History and Physical — Patient 6
Patient #6 is a 69 year old white male who presented to the Department of Neurology for evaluation of possible muscular dystrophy. He first developed joint stiffness twenty years ago and was diagnosed with gout. About ten years ago, he developed weakness in climbing stairs and eventually in going down stairs. His weakness progressed slowly. He required a cane to ambulate and eventually a walker. By the time of admission, he would rarely walk because of a fear of falling. Within the past year, he developed difficulty in holding objects, as well as in reaching for objects. He denied any sensory symptoms. Specifically he denied numbness, tingling, pain, or loss of sensation. His weakness was not accompanied by any loss of balance, exaggerated difficulty in the dark, or tremors. He denied any stiffness, and claimed that his weakness was not aggravated by cold.
Review of systems was significant for dysphagia for solid foods and constipation and a past history of hypertension, gout, and left knee surgery. His only medication was atenolol for his hypertension. He was a previous smoker, but stopped fifteen years ago. He reported heavy drinking in the past, but stopped in his thirties.
The patient has no children; however he does have three brothers. All are in good health. There is no family history of muscular dystrophy.

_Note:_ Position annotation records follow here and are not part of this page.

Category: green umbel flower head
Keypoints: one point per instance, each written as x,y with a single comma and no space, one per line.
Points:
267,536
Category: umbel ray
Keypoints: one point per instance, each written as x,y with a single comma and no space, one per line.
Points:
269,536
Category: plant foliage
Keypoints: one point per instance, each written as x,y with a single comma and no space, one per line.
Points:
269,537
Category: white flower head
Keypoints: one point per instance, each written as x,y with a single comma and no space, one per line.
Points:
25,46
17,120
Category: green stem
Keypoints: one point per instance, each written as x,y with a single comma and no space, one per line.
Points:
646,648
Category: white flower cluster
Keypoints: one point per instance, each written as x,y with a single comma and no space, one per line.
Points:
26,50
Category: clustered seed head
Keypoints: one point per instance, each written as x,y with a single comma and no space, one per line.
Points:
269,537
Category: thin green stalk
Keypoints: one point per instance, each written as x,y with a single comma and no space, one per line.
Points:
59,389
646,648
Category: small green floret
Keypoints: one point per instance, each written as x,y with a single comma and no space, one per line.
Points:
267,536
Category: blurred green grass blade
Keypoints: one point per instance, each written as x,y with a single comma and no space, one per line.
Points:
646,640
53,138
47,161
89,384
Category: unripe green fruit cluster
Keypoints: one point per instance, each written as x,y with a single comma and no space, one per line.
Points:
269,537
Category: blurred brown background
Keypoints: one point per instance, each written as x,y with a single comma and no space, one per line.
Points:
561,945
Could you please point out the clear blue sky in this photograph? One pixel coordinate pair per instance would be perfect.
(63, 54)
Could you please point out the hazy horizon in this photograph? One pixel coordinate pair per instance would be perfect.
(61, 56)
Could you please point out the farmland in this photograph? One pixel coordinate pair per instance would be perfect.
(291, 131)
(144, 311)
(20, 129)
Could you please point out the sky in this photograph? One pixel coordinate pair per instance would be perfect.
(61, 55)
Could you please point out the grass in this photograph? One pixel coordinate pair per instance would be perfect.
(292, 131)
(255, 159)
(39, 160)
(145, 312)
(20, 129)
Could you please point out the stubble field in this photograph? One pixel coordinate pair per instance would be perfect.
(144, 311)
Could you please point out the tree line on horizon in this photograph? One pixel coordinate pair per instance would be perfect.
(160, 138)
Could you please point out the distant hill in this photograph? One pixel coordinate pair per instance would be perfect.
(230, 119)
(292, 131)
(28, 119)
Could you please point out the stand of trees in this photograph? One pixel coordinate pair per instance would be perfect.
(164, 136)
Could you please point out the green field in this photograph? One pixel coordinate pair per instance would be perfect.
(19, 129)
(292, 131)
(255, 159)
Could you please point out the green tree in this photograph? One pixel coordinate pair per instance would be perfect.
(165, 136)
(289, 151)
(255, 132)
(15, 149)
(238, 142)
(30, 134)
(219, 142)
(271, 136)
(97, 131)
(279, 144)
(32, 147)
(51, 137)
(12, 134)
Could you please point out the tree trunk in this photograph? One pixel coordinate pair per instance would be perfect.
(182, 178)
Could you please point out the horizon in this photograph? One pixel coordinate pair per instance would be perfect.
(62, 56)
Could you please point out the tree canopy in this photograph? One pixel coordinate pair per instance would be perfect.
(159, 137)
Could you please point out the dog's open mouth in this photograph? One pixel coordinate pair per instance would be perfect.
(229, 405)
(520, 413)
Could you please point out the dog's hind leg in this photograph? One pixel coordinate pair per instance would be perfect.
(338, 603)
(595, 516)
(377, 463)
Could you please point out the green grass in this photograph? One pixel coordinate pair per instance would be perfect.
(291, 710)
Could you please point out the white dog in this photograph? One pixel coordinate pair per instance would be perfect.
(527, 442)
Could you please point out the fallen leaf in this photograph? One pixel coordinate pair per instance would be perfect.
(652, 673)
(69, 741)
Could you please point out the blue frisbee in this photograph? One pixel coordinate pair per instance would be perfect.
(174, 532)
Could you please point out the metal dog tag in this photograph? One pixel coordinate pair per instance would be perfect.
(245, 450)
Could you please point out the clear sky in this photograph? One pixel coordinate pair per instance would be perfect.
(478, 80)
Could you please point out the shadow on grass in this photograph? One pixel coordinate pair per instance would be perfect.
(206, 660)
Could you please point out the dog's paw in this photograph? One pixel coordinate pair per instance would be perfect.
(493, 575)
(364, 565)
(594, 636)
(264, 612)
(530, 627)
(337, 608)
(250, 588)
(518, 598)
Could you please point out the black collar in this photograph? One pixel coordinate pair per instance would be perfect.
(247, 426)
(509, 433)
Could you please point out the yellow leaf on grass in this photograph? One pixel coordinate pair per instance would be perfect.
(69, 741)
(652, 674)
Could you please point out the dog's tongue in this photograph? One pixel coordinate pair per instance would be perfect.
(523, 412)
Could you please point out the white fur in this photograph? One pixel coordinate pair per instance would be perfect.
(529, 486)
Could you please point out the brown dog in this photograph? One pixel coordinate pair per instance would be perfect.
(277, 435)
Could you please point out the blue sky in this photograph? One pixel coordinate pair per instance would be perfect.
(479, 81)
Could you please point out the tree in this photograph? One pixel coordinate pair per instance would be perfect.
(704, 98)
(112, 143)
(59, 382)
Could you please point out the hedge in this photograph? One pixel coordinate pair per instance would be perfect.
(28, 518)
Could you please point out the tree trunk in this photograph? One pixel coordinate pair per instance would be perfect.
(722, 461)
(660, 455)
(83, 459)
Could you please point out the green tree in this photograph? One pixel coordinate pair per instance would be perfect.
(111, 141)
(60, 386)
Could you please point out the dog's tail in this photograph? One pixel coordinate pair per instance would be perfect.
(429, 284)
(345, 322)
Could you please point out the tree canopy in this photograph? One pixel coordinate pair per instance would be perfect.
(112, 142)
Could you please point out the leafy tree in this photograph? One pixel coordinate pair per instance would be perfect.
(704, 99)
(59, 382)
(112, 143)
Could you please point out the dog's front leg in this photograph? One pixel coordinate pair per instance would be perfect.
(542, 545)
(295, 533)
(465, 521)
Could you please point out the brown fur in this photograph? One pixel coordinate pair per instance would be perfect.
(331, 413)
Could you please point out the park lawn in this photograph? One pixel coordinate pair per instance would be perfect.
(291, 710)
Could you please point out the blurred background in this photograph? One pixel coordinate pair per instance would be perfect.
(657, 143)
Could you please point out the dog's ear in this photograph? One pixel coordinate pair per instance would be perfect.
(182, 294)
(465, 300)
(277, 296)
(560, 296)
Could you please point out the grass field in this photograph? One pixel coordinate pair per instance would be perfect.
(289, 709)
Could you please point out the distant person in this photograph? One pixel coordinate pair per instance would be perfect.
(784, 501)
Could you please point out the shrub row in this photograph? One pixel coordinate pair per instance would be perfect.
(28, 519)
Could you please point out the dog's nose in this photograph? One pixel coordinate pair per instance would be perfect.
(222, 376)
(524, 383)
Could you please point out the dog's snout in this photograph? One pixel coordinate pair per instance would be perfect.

His vital signs were stable. His general physical exam was normal except for cataracts, frontal balding, and obvious generalized muscle wasting.
Mental Status: The patient was awake, alert, and oriented. He was cooperative and able to give a good history. His speech was fluent with intact repetition and comprehension.
Cranial Nerves: Normal with the exception of mild symmetric facial weakness.
Neck flexion 4/5, neck extension 5/5.
Bilateral winging of the scapula was present. There was no evidence of percussion myotonia or action myotonia.
Reflexes: Biceps were 2/4 bilaterally. Remaining reflexes were 1/4. The jaw jerk was not hyperactive and Hoffman and Babinski signs were not present.
Sensation: Decreased to pinprick in a stocking distribution bilaterally. Touch sensation was intact in upper and lower extremities. Proprioception and vibration sense were also intact.
Cerebellar: Finger-to-nose was normal, as well as finger tapping. Heel-to-shin showed some difficulty, felt to be due to weakness. There was no truncal ataxia.
Gait: Difficulty in arising from a chair. He was cautious, but steady. He had difficulty lifting his legs off the ground, and could not walk on his toes or his heels.